BALITA MULA SA:
By Sheila Crisostomo (The Philippine Star) | Updated July 14, 2013 - 12:00am
MANILA, Philippines - Health workers are up in arms after the Philippine General Hospital (PGH) stopped providing free basic laboratory services to charity patients starting last Friday.
Jossel Ebesate, president of the Alliance of Health Workers (AHW), said PGH’s decision is deplorable and detrimental to poor patients.
“They just came up with a memorandum, implementing that without consultation with the patients and even the implementers of services like the doctors, the nurses, the medical technologies and others. It is not beneficial to poor patients,” Ebesate said in Filipino.
He also claimed that the memorandum was dated July 4 and signed by PGH director Jose Gonzales and approved by the Board of Regents of the University of the Philippines (UP) that runs the PGH.
The policy covers complete blood count, urinalysis, x-ray and other basic laboratory services.

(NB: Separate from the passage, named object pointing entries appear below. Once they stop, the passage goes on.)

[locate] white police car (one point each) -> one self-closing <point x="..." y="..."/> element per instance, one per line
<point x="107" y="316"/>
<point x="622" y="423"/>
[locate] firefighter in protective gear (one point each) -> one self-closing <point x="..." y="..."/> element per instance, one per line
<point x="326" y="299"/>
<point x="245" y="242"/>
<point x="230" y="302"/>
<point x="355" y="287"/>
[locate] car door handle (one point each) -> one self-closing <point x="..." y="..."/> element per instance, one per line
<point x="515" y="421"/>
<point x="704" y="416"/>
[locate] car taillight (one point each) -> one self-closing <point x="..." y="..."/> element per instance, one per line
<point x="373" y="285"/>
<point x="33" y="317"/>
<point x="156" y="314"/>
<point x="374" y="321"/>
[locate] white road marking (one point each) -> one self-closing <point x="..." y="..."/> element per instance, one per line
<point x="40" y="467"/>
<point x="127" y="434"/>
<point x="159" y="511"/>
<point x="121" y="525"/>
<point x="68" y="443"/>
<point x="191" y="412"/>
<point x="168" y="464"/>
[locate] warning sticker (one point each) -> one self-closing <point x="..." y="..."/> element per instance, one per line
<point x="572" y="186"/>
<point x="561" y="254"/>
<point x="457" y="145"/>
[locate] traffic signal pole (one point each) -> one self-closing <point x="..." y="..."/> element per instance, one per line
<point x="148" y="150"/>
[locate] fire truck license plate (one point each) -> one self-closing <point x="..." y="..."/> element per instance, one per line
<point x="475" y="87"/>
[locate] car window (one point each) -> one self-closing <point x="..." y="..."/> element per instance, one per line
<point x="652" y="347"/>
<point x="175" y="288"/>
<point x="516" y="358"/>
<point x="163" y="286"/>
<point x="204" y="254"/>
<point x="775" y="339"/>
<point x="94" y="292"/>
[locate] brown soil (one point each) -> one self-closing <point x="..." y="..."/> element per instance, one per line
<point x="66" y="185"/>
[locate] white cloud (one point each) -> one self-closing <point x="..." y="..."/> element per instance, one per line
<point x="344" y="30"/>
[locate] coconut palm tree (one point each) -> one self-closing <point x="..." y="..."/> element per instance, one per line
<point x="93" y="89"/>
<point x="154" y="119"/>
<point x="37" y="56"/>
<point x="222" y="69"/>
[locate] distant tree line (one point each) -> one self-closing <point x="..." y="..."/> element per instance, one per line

In a statement to The STAR, Margarita Lat-Luna, PGH deputy director for fiscal services, denied that such free services had been suspended.
“The statement is attributed to the fact that all lab exams have rates now, but it doesn’t automatically mean that the cost will not be waived,” Luna said.
“Rates were assigned so that we can quantify the cost of services that are not charged to the patients,” she noted.
“Monthly, we have reports of how much is waived. The first basic exams are automatically waived,” she added.
Ebesate, however, said that patients who want fees to be waived would have to seek approval from the department heads, thus prolonging the process.
“Before, patients have already had to endure a long wait before they could undergo free laboratory. With this policy, we can expect them to wait much longer because they have to get the approval first. It’s like having no free labs at all,” he added.
Ebesate also said that Gonzales first attempted to implement the policy “one or two years ago” but it had to be shelved when it met resistance from PGH personnel and patients.
“Now they are doing it again. They would cite lack of budget and that they just want to monitor the free services rendered to patients. But what they are sacrificing are the poor patients,” he noted.
Third-year Medicine student Adrian Sampang also expressed concerns that this development would deprive indigent patients of a chance to get quality services at the PGH because laboratory services are vital to the management of their illnesses.
“Being able to get free services is a big help for charity patients. In the first place, they won’t be going to PGH (charity section) if they have the money,” said Sampang, vice-chair of the UP-Manila University Student Council.
He also said that many indigent patients could not even afford some basic medical supplies like gauze and syringes, prompting “kind hearted” medicine students to provide it for them.
“In my personal opinion, services should be free for charity patients. The government should be providing quality and free services especially to those who can afford it,” he added.